I didn’t know that Seth Godin had released a new book called “Linchpin: Are You Indispensible?” until I read his blog this morning. I found it on Amazon but am going to wait until it comes to iTunes as an audiobook.
While browsing the Huffington Post tonight I came across an article Godin wrote called “Is Control the Answer”. A few passages struck a chord:
I don’t think it’s an accident that corporations and governments have similar structures.
CEOs are a lot like kings and presidents. They’ve got power and perks and deniability. They order people around, pretend to be infallible and are apparently hired to think big thoughts…
But in business, we’re seeing a divergence. Quite suddenly, markets and systems are changing so fast that top down control isn’t the asset it used to be.
…if your business deals in ideas, control will stifle them. If your organization deals with the public, control will inevitably alienate your best customers.
Power in a world without control doesn’t happen just because you’re elected or appointed or have a great title. Now, power comes from connection and leadership and respect. The way you treat people (all of them, even those without apparent authority) comes back to you again and again, which means that our new leaders embrace dignity and respect instead of the traditional trappings of top down organizations.

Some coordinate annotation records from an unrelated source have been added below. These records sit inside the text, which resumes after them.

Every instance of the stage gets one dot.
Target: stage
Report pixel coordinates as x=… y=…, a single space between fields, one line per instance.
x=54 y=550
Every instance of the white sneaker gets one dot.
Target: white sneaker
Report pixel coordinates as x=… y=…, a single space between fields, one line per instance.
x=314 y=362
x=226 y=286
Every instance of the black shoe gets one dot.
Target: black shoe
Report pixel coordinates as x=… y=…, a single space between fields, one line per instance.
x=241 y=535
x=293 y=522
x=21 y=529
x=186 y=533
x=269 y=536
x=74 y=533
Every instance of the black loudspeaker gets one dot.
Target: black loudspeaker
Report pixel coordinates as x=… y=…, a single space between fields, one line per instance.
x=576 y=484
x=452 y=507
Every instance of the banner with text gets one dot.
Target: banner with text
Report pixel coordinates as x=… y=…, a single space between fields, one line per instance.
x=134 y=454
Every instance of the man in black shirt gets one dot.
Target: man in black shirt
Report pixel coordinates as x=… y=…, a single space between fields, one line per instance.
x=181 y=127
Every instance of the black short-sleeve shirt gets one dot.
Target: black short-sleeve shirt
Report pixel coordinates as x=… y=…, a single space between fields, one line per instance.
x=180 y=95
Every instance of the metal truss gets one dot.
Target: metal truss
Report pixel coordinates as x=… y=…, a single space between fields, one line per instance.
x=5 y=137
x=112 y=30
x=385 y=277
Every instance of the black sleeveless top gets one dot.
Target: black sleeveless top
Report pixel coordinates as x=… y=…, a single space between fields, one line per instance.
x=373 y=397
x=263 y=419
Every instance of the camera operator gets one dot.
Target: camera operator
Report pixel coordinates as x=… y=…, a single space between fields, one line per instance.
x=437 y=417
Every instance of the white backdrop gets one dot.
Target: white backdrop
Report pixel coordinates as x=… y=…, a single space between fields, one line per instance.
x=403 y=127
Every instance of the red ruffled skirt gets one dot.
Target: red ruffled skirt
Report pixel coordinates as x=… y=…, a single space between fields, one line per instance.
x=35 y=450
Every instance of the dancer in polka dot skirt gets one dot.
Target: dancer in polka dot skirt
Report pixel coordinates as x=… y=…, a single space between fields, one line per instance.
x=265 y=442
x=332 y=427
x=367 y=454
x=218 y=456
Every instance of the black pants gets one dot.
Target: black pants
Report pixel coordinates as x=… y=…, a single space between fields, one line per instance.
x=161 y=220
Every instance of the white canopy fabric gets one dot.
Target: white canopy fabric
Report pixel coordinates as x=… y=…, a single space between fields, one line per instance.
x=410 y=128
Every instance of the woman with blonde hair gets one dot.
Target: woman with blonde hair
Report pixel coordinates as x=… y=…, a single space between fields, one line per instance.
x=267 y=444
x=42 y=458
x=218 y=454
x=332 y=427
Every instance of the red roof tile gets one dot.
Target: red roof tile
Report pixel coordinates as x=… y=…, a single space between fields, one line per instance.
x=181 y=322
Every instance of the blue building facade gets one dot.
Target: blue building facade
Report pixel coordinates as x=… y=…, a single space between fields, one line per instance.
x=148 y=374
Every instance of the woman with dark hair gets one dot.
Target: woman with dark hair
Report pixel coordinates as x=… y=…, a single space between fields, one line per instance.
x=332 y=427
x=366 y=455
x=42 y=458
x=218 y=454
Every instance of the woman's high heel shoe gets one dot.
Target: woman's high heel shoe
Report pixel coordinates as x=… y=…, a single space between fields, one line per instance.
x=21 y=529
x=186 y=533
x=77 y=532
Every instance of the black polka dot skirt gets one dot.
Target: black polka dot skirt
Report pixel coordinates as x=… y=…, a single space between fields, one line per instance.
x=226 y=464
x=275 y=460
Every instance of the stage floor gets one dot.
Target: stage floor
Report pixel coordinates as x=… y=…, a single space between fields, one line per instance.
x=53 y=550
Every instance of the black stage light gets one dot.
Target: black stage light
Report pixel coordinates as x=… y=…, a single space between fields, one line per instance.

I especially enjoyed the part about how leadership is gained through respect and how you treat people. Not just in good times but bad.

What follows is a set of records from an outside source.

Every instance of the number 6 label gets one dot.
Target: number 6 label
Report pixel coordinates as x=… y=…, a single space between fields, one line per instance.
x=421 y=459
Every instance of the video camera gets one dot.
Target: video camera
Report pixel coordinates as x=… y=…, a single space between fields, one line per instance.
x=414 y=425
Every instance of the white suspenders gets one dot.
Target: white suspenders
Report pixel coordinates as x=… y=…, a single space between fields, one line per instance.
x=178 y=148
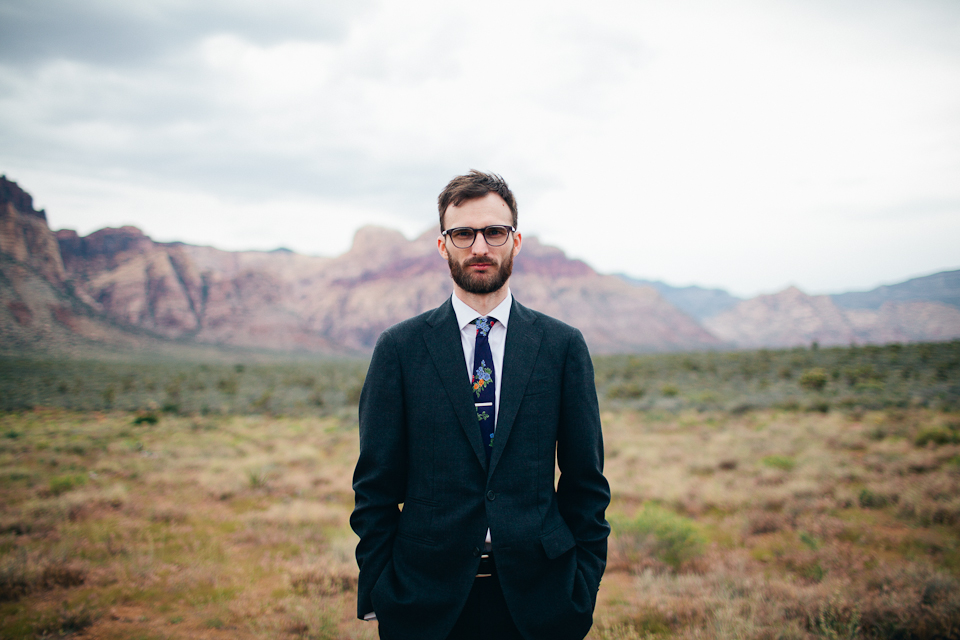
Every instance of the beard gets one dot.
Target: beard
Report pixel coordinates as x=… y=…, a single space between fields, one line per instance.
x=480 y=284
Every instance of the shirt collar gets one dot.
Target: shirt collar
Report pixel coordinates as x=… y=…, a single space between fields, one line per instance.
x=466 y=314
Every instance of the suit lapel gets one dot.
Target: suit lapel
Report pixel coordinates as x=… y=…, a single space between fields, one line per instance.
x=519 y=356
x=443 y=344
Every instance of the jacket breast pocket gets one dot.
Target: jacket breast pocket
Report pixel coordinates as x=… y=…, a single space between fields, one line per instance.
x=541 y=385
x=557 y=542
x=417 y=520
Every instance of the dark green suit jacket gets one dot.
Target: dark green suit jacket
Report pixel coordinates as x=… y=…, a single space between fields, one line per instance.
x=420 y=447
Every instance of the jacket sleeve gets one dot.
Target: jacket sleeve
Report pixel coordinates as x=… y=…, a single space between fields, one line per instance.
x=583 y=493
x=380 y=478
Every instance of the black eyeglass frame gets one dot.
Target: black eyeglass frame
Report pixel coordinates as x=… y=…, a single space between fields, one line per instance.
x=483 y=231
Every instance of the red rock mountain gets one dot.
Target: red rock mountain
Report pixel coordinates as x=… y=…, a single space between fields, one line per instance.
x=282 y=300
x=119 y=287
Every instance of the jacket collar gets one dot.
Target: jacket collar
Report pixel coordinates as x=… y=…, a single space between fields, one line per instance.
x=442 y=340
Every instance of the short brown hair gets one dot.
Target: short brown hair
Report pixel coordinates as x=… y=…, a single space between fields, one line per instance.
x=471 y=186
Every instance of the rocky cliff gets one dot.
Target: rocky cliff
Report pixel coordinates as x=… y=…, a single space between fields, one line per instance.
x=118 y=286
x=24 y=234
x=281 y=300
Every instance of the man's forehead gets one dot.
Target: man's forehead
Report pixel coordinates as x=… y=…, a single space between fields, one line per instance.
x=490 y=205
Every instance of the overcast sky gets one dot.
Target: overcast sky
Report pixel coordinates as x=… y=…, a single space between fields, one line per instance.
x=744 y=144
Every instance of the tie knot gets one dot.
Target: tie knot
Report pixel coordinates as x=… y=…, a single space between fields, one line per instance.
x=484 y=324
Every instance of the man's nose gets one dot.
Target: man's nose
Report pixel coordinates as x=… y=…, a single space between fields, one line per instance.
x=480 y=245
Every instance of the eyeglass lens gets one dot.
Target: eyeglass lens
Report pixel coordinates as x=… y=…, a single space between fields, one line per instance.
x=464 y=237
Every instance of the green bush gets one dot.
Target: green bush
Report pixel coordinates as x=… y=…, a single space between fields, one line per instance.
x=937 y=435
x=625 y=391
x=813 y=379
x=660 y=533
x=61 y=484
x=784 y=463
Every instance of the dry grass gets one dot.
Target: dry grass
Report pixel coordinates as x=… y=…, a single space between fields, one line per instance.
x=760 y=524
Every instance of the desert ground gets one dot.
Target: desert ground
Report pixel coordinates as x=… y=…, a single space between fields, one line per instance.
x=806 y=493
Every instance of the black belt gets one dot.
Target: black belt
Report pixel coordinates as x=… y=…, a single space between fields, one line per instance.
x=487 y=567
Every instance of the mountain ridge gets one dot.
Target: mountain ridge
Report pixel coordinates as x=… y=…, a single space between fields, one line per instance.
x=54 y=285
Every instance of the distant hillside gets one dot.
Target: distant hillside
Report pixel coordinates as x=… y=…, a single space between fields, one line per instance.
x=791 y=318
x=696 y=302
x=943 y=287
x=119 y=287
x=284 y=301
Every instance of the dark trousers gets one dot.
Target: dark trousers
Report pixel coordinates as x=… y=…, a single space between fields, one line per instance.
x=485 y=616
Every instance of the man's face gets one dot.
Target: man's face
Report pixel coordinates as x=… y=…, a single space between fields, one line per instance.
x=480 y=269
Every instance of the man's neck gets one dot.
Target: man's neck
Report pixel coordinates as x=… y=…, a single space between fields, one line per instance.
x=483 y=303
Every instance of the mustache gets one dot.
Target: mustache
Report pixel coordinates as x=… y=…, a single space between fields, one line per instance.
x=479 y=260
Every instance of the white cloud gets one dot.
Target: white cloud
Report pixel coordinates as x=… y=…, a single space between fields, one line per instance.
x=743 y=144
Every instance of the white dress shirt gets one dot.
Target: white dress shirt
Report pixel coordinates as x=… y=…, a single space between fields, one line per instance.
x=497 y=339
x=468 y=339
x=498 y=342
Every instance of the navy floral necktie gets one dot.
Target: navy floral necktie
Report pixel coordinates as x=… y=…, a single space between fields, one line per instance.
x=484 y=383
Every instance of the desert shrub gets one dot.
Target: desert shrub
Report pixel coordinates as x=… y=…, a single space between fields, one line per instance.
x=936 y=434
x=784 y=463
x=625 y=391
x=65 y=621
x=813 y=379
x=148 y=417
x=322 y=582
x=912 y=601
x=873 y=500
x=61 y=484
x=659 y=533
x=669 y=390
x=836 y=620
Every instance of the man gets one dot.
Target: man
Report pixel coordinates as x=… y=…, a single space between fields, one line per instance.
x=465 y=411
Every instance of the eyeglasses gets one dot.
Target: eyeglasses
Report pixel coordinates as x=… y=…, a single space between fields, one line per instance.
x=464 y=237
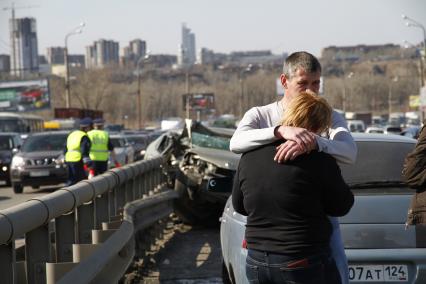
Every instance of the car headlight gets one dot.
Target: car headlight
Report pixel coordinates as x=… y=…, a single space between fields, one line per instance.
x=59 y=160
x=17 y=162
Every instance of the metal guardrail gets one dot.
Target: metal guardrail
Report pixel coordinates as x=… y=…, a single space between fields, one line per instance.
x=84 y=233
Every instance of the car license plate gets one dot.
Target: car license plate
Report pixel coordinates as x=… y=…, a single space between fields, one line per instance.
x=39 y=173
x=378 y=273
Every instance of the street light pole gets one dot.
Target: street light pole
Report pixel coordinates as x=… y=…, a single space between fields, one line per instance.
x=140 y=60
x=344 y=102
x=421 y=73
x=394 y=79
x=77 y=30
x=242 y=71
x=413 y=23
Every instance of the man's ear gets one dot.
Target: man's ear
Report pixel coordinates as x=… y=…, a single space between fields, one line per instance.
x=283 y=79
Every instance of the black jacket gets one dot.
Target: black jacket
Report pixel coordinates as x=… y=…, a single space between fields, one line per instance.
x=287 y=204
x=414 y=173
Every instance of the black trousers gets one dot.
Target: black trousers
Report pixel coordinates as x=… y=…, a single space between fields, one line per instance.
x=100 y=167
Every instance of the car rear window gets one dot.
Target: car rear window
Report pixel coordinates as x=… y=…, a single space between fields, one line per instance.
x=6 y=143
x=377 y=162
x=44 y=143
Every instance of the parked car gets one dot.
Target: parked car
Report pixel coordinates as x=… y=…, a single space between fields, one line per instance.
x=392 y=129
x=412 y=132
x=40 y=161
x=374 y=129
x=139 y=142
x=10 y=143
x=200 y=167
x=124 y=152
x=356 y=125
x=379 y=247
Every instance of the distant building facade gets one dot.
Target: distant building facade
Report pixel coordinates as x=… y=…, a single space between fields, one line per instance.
x=55 y=55
x=187 y=51
x=4 y=63
x=24 y=46
x=102 y=53
x=135 y=50
x=361 y=52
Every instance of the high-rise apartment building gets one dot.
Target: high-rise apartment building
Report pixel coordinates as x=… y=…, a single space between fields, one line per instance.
x=187 y=51
x=135 y=50
x=23 y=38
x=4 y=63
x=102 y=53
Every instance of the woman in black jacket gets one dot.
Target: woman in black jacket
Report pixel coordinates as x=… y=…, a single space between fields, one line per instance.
x=287 y=204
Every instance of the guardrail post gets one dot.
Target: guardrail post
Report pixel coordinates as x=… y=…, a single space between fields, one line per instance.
x=37 y=253
x=101 y=208
x=64 y=237
x=129 y=190
x=85 y=223
x=8 y=262
x=120 y=195
x=112 y=207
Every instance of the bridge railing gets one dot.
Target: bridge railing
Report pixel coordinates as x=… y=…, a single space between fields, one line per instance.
x=83 y=233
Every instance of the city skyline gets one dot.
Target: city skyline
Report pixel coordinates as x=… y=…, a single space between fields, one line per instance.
x=282 y=26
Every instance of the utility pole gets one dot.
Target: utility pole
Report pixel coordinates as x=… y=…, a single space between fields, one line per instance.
x=14 y=33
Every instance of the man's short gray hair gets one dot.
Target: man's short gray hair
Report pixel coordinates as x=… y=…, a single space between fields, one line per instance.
x=301 y=60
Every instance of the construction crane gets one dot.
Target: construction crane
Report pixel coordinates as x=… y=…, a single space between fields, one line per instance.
x=13 y=34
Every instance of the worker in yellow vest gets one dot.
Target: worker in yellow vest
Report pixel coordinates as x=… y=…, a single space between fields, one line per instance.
x=101 y=147
x=77 y=152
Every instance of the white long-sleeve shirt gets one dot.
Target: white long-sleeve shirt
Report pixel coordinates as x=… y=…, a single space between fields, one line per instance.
x=257 y=128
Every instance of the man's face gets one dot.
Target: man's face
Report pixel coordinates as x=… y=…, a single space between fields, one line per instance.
x=301 y=81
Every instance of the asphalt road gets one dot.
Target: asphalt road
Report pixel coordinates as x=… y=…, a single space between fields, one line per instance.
x=8 y=198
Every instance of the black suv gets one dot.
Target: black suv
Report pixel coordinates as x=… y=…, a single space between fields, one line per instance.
x=40 y=161
x=10 y=143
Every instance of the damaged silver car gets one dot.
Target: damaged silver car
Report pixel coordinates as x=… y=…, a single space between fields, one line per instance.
x=200 y=167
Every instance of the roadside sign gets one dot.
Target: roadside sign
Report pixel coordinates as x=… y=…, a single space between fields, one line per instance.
x=22 y=96
x=414 y=101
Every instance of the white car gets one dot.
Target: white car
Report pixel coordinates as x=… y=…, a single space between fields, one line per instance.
x=124 y=152
x=379 y=247
x=374 y=129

It’s human nature to route around those who attempt to control our freedom.
I’ve experienced this with my children. The minute I block off an area of the house, my two-year old sets off on a quest to gain access to that area.
As a teen, I had little interest in drinking Coke until my parents banned it from the house. Once I knew they didn’t approve, I bought one every day.
And when the IT head at a company I used to work for banned instant messaging, the tech savvy showed everyone (including marketing and sales) how to use Meebo.
Next time you exert control over someone, it may be useful to consider what reaction you’ve encouraged. Because the reaction might cause more damage than had you left control with the individual.
I need to remember this advice when dealing with those I manage and those I’m responsible for at home.